Performance and wear mechanisms of different PcBN tools when machining superalloy AD730

Nickel-based superalloys are known to be difficult to machine. These alloys are generally machined with cemented carbide tools under low productivity process conditions. Superhard polycrystalline cubic boron nitride (PcBN) tooling offers the possibility of increased production rates, however, a thorough understanding of the material performance and degradation is required before a transition from carbide tools occurs. This study investigated the performance and wear mechanism of three different PcBN tools with low (50 vol. %), medium (65 vol. %), and high (90 vol. %) cBN content, when turning AD730, a new Ni–Co-based superalloy. Due to the novelty of the material, little research has been done on its machinability with carbide and even less with PcBN tooling.

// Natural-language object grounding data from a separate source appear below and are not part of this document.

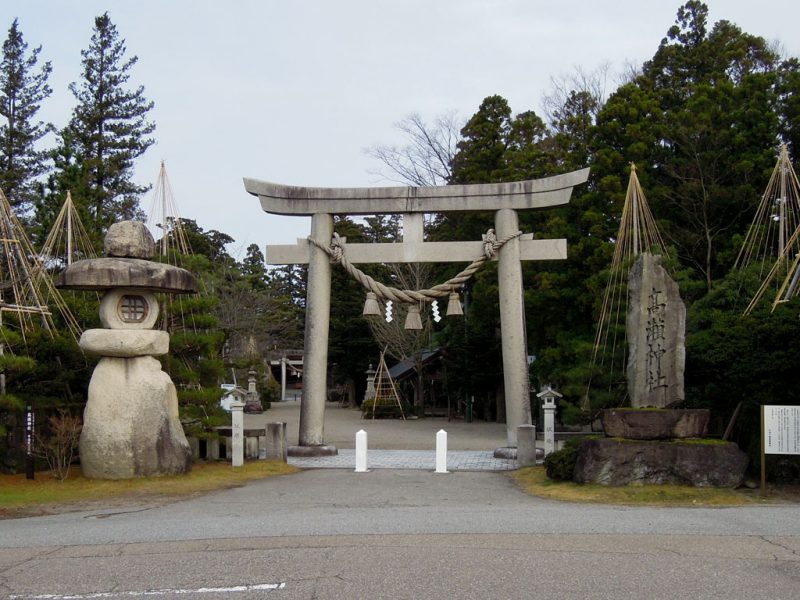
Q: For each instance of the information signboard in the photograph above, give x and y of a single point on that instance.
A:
(782, 429)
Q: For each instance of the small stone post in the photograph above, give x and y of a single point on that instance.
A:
(548, 396)
(237, 433)
(276, 441)
(526, 445)
(283, 379)
(441, 451)
(361, 451)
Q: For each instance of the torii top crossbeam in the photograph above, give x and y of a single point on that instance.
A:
(518, 195)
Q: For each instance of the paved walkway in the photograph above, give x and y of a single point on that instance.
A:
(457, 460)
(394, 443)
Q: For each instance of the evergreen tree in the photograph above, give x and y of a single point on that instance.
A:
(23, 88)
(108, 130)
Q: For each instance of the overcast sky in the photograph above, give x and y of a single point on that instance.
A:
(294, 91)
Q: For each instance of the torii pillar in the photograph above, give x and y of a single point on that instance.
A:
(505, 199)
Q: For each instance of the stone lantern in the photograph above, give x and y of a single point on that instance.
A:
(130, 423)
(549, 396)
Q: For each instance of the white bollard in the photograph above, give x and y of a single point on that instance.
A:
(237, 433)
(361, 451)
(441, 451)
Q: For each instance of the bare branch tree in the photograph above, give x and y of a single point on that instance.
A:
(426, 157)
(592, 82)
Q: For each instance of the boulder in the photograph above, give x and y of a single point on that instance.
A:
(697, 463)
(129, 239)
(657, 424)
(130, 424)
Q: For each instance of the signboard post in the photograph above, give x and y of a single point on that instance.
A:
(780, 434)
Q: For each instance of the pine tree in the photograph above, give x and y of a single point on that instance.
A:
(109, 129)
(23, 87)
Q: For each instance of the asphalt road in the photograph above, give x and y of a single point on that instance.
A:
(400, 534)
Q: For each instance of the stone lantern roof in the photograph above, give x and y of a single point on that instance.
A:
(129, 246)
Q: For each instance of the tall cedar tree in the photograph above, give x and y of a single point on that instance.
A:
(23, 87)
(109, 129)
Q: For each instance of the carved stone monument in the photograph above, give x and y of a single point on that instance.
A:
(652, 445)
(656, 326)
(130, 424)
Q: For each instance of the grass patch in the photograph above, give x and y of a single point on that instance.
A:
(534, 481)
(45, 494)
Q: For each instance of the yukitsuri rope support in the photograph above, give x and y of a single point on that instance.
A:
(336, 251)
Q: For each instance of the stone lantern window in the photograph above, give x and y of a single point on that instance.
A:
(132, 309)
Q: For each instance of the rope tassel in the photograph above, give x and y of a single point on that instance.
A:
(413, 319)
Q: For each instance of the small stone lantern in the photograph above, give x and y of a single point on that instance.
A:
(130, 423)
(549, 396)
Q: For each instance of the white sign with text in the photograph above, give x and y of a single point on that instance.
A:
(782, 429)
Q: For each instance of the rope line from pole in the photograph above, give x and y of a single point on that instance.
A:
(491, 246)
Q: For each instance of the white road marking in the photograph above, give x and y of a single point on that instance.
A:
(220, 590)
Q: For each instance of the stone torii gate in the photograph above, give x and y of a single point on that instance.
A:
(321, 204)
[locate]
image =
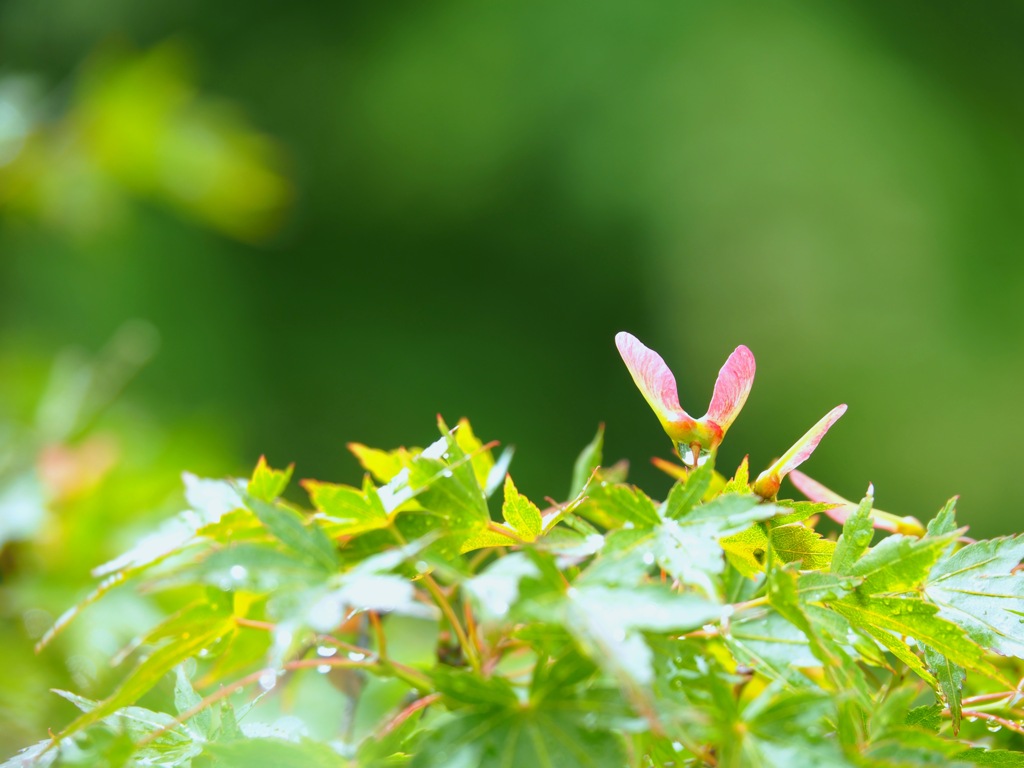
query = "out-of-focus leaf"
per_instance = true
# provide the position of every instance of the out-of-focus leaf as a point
(856, 538)
(494, 727)
(684, 496)
(845, 678)
(272, 753)
(480, 458)
(928, 717)
(791, 511)
(950, 678)
(612, 505)
(185, 697)
(740, 480)
(383, 465)
(796, 543)
(520, 513)
(266, 483)
(347, 510)
(689, 549)
(976, 590)
(898, 563)
(589, 460)
(888, 619)
(995, 758)
(305, 537)
(768, 643)
(207, 623)
(945, 521)
(747, 550)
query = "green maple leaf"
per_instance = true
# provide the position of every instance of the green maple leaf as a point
(889, 620)
(492, 724)
(799, 544)
(976, 590)
(898, 563)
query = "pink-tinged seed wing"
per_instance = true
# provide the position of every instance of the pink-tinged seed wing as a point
(731, 388)
(803, 448)
(652, 378)
(768, 481)
(815, 491)
(882, 520)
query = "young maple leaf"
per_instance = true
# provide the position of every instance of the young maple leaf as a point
(656, 383)
(770, 480)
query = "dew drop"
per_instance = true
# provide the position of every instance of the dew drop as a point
(267, 680)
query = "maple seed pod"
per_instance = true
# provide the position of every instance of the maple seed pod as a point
(657, 384)
(770, 480)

The results showed the high-cBN grade was the best performer in terms of machining time. However, an undesirable wear morphology is generated, leading to excessively high cutting forces. Both the medium-cBN and low-cBN showed promise with stable rake and flank wear, but with notching as a drawback. Degradation analysis of medium-cBN grade revealed diffusional dissolution of cBN and formation of a reaction layer atop the cBN grains. The reaction layer, which acts as a diffusional barrier, consisted of three sub-layers: (1) Al2O3, (2) (Ti, Nb, Zr)N, and (3) (Ti, Cr, Nb, Zr)N. The low-cBN grade also showed a reaction layer; however, the smaller cBN grain size of this grade did not allow the layer to sufficiently stabilize.